The Missouri River appears alarmingly low but thanks to timely rainfall and the easing of demand, water levels on both the Missouri and Yellowstone have returned to nearly normal levels.

John Daggett, the Project Engineer for the U.S. Army Corps of Engineers at Fort Peck Dam, reported Wednesday that the Missouri River flow beyond the dam is at 4,000 cubic feet per second and 3,800 cubic feet of water is coming into the reservoir.

Daggett said, "The flow ran at around 6,000 cubic feet all summer. We really need some snow this winter particularly in the mountains."

The manager of the MDU Lewis and Clark Station, Craig Herbert, says the Yellowstone is running at about the same level as the Missouri. He said, "The rains helped and now with irrigation tapering off the water level has come up. It's a little below normal.
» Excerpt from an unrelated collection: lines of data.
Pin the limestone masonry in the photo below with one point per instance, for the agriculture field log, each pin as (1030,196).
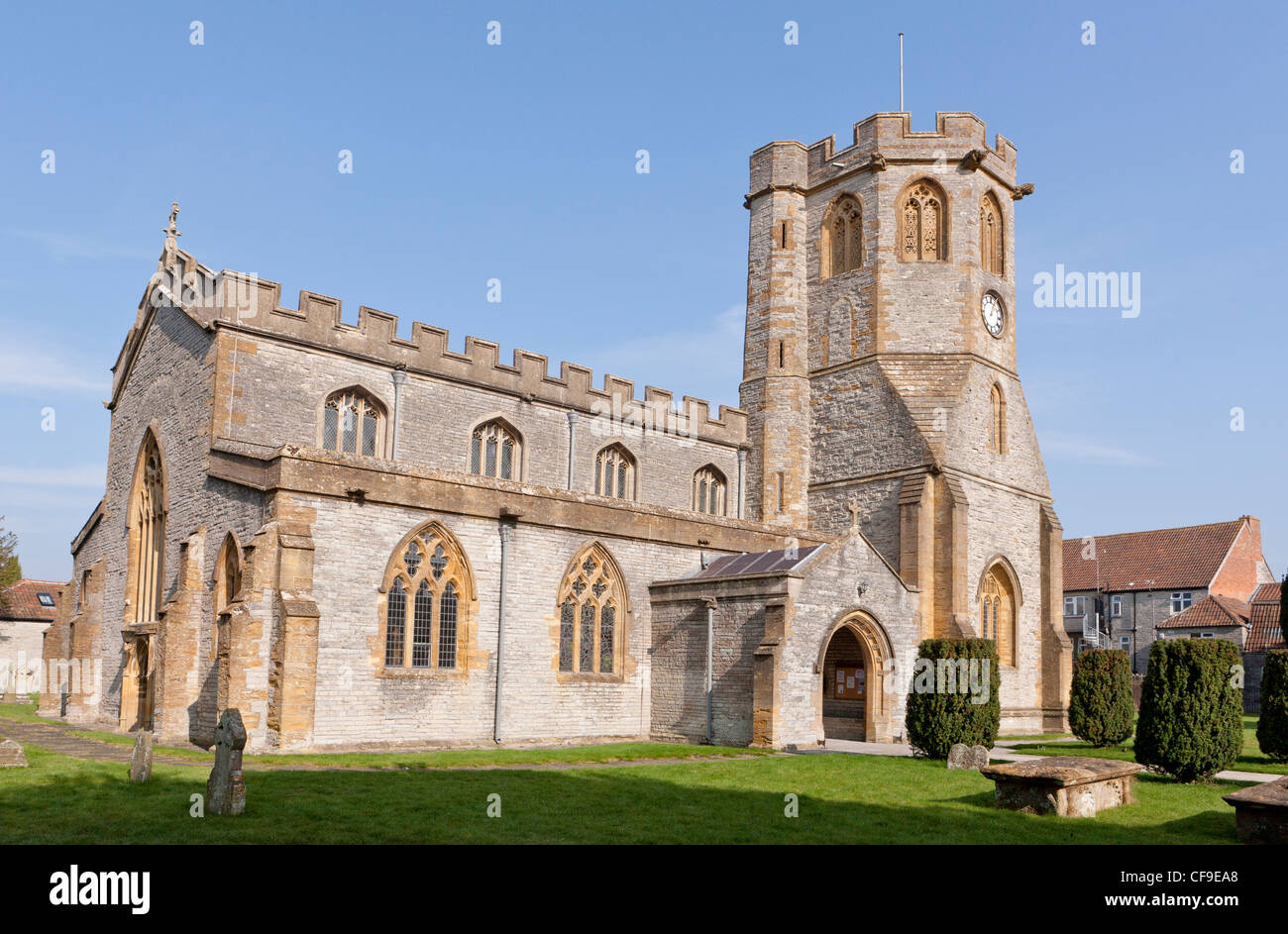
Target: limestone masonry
(360,540)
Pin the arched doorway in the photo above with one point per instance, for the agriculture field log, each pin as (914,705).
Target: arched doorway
(850,669)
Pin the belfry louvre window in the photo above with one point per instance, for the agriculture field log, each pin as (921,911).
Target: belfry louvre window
(429,576)
(991,235)
(922,222)
(614,473)
(708,491)
(494,451)
(591,602)
(352,423)
(996,420)
(842,237)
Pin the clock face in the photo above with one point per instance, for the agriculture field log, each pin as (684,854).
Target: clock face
(995,317)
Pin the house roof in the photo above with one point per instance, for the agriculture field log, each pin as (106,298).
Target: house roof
(1160,560)
(1263,616)
(1210,612)
(30,600)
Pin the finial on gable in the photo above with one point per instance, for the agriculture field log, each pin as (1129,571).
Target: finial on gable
(171,245)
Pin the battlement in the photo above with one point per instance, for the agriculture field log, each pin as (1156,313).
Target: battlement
(881,140)
(241,300)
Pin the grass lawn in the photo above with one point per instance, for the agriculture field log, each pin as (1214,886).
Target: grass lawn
(842,799)
(606,753)
(1249,761)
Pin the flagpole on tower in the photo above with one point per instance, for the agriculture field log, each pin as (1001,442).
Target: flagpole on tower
(901,72)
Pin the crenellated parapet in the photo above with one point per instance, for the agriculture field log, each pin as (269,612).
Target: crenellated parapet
(233,299)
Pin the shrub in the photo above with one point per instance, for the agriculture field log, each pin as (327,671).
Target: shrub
(1190,714)
(1273,725)
(1100,706)
(941,707)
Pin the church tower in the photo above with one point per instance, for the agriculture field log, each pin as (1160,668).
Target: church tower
(881,328)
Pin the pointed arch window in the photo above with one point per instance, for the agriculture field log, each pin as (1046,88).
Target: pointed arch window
(709,491)
(591,608)
(496,451)
(614,473)
(922,222)
(424,600)
(991,249)
(147,534)
(996,420)
(353,423)
(842,237)
(997,613)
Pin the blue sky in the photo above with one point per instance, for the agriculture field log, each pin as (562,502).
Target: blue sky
(516,161)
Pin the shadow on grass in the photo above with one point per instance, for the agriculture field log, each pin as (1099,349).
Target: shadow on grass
(841,800)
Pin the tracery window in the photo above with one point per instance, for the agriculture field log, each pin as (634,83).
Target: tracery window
(997,613)
(922,224)
(423,602)
(842,237)
(591,611)
(991,235)
(147,536)
(614,473)
(708,491)
(494,451)
(352,423)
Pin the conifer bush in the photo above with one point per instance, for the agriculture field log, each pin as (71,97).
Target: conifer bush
(1273,725)
(1100,706)
(943,707)
(1190,712)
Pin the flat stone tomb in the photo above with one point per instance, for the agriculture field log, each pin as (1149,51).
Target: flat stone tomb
(1069,786)
(1261,812)
(12,755)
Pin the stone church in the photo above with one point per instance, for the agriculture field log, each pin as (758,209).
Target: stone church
(364,540)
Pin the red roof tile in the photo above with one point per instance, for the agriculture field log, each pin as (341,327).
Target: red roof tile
(1266,592)
(1209,612)
(22,600)
(1162,560)
(1263,616)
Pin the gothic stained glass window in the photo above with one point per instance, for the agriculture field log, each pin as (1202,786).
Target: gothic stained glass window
(395,621)
(587,658)
(606,630)
(567,617)
(423,626)
(494,450)
(433,573)
(997,613)
(351,424)
(590,615)
(614,473)
(147,536)
(447,628)
(922,223)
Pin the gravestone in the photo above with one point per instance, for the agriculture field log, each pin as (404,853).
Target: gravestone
(962,757)
(12,755)
(1069,786)
(1261,812)
(226,791)
(141,761)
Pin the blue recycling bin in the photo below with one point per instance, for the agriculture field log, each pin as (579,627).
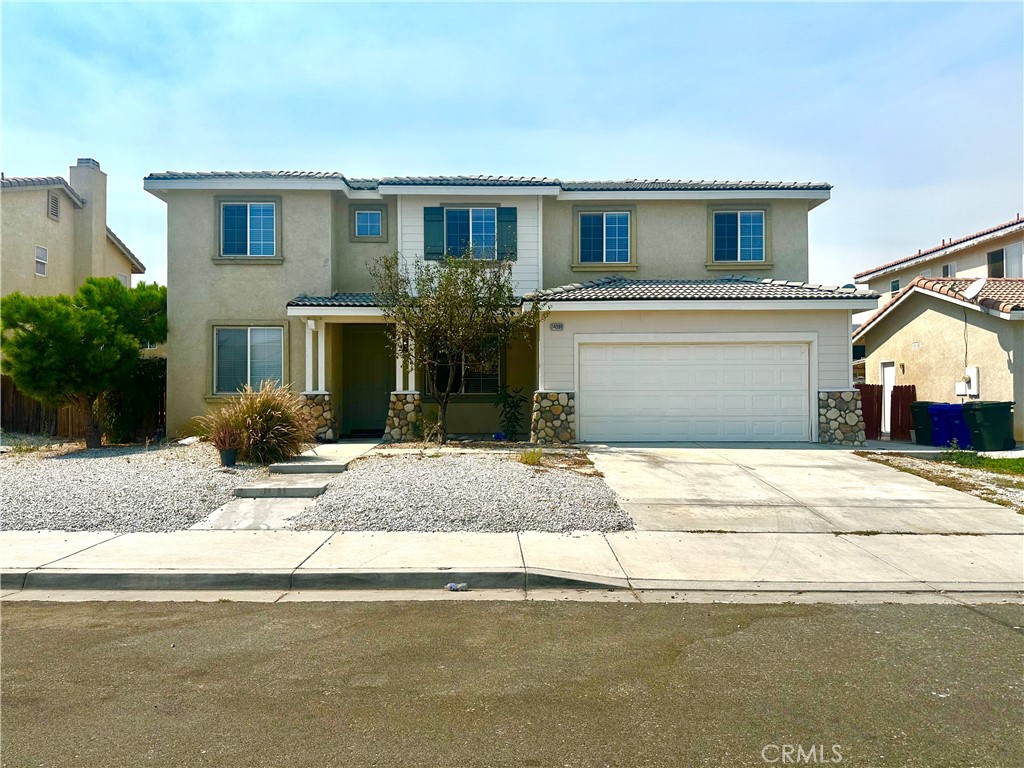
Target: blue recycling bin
(948,425)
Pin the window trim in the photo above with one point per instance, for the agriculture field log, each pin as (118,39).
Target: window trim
(605,266)
(235,325)
(989,261)
(218,244)
(471,207)
(354,208)
(740,266)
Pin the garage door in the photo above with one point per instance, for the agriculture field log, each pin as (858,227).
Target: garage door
(634,392)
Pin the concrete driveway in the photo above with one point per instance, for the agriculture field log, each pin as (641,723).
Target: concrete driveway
(784,487)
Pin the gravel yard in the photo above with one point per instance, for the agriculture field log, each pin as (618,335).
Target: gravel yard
(130,488)
(463,492)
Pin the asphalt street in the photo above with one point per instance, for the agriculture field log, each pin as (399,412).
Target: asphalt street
(510,684)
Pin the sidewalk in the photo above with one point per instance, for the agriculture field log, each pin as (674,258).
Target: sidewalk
(288,560)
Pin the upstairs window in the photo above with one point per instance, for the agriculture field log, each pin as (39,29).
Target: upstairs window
(247,355)
(368,224)
(996,264)
(739,236)
(248,229)
(471,230)
(604,238)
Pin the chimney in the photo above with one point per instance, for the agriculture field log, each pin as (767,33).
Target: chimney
(90,221)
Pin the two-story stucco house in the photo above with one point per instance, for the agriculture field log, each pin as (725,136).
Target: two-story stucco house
(679,310)
(55,233)
(996,252)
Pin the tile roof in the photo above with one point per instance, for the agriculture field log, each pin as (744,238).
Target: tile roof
(12,182)
(984,233)
(996,294)
(482,180)
(137,266)
(337,299)
(616,288)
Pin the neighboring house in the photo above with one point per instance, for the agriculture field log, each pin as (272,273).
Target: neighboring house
(679,309)
(996,252)
(54,233)
(936,332)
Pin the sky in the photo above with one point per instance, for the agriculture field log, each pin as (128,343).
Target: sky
(913,112)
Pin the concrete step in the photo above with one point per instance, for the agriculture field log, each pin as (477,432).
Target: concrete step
(253,514)
(286,486)
(308,465)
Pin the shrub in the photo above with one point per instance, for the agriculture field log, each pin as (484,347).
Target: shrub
(271,422)
(511,401)
(530,457)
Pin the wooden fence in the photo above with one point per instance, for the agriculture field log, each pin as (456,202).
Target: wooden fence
(900,419)
(18,413)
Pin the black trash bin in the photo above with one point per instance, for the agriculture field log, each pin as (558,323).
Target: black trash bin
(922,422)
(991,425)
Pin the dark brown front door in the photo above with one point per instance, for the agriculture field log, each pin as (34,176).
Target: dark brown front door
(367,378)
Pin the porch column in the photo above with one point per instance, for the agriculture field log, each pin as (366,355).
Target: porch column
(321,356)
(309,355)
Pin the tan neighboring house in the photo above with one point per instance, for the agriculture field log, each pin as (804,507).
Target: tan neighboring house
(53,233)
(996,252)
(954,339)
(679,310)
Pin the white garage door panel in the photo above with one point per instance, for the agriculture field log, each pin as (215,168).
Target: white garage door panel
(693,392)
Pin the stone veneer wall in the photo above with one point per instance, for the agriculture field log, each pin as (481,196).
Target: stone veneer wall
(841,419)
(404,411)
(322,410)
(553,420)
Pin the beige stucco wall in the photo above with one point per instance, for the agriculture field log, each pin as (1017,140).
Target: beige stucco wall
(204,292)
(352,259)
(936,364)
(25,224)
(971,262)
(832,328)
(672,240)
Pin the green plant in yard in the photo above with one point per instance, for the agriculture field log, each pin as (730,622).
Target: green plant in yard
(271,422)
(452,314)
(72,349)
(530,457)
(511,401)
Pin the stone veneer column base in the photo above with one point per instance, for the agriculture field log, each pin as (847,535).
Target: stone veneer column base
(403,413)
(841,419)
(553,421)
(318,406)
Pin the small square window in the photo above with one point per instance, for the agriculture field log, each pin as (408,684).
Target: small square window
(739,236)
(368,223)
(247,229)
(996,264)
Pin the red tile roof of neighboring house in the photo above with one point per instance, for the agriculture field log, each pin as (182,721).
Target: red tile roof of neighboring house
(996,294)
(935,249)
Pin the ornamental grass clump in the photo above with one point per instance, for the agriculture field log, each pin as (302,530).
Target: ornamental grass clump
(272,423)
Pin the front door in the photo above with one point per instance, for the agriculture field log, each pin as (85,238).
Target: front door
(367,378)
(888,382)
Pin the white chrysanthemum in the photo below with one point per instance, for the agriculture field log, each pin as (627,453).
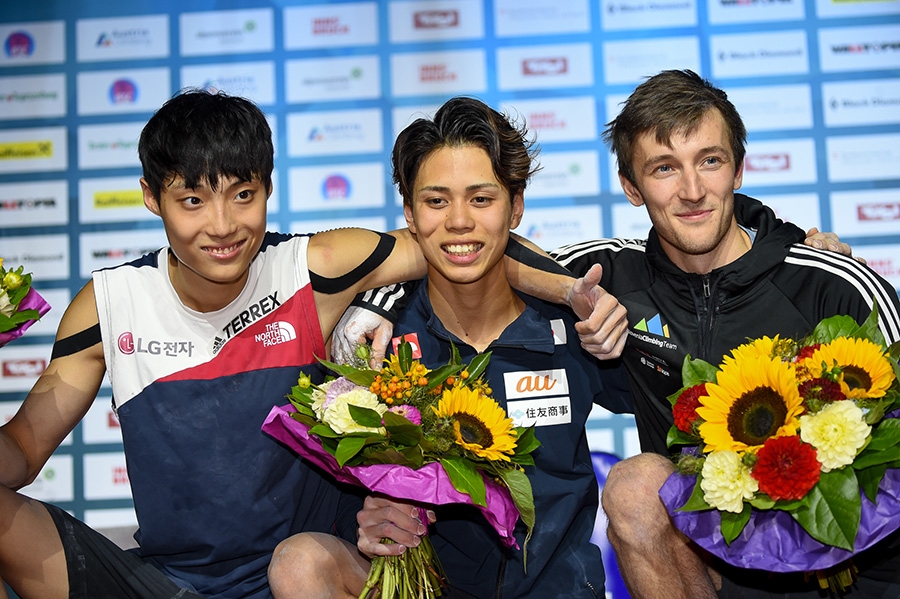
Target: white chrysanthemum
(837,431)
(337,414)
(727,481)
(319,398)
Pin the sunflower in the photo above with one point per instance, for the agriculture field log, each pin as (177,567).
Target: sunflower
(864,372)
(753,399)
(480,425)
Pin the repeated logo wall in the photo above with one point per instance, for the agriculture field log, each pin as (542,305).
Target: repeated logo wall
(817,81)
At the end of August and beginning of September, the Yellowstone River was at its low flow of 970 cubic feet per second. U.S. Geological Survey records show a three-day period in 1961 when the river flow was 500 to 550 cubic feet a second." Construction of the Yellowtail Dam has since regulated the flow of the Yellowstone.

Jerry Nypen, manager of the Lower Yellowstone Irrigation Project, said, "It was nip-and-tuck the whole month of August. All of our headgates were wide open. In August we were taking about 50 percent of the river."

Measurements were 1,200 cubic feet per second in the main canal and 1,200 cfs in the river. Users downstream between Intake and the MDU plant accounted for the lower measurements at the Lewis and Clark station southeast of Sidney.

As it turned out, the LYIP met all the demands and the system ran very efficiently. Much of the credit belongs to LYIP Water Manager Don Mastvelten and water users on the system. Nypen said, "We had a lot of cooperation and water users exercised excellent on-farm water management practices."

The irrigation system will be shut down Sept 27. The waterflow through the irrigation canal will gradually taper off until there is zero water availability by Oct. 3.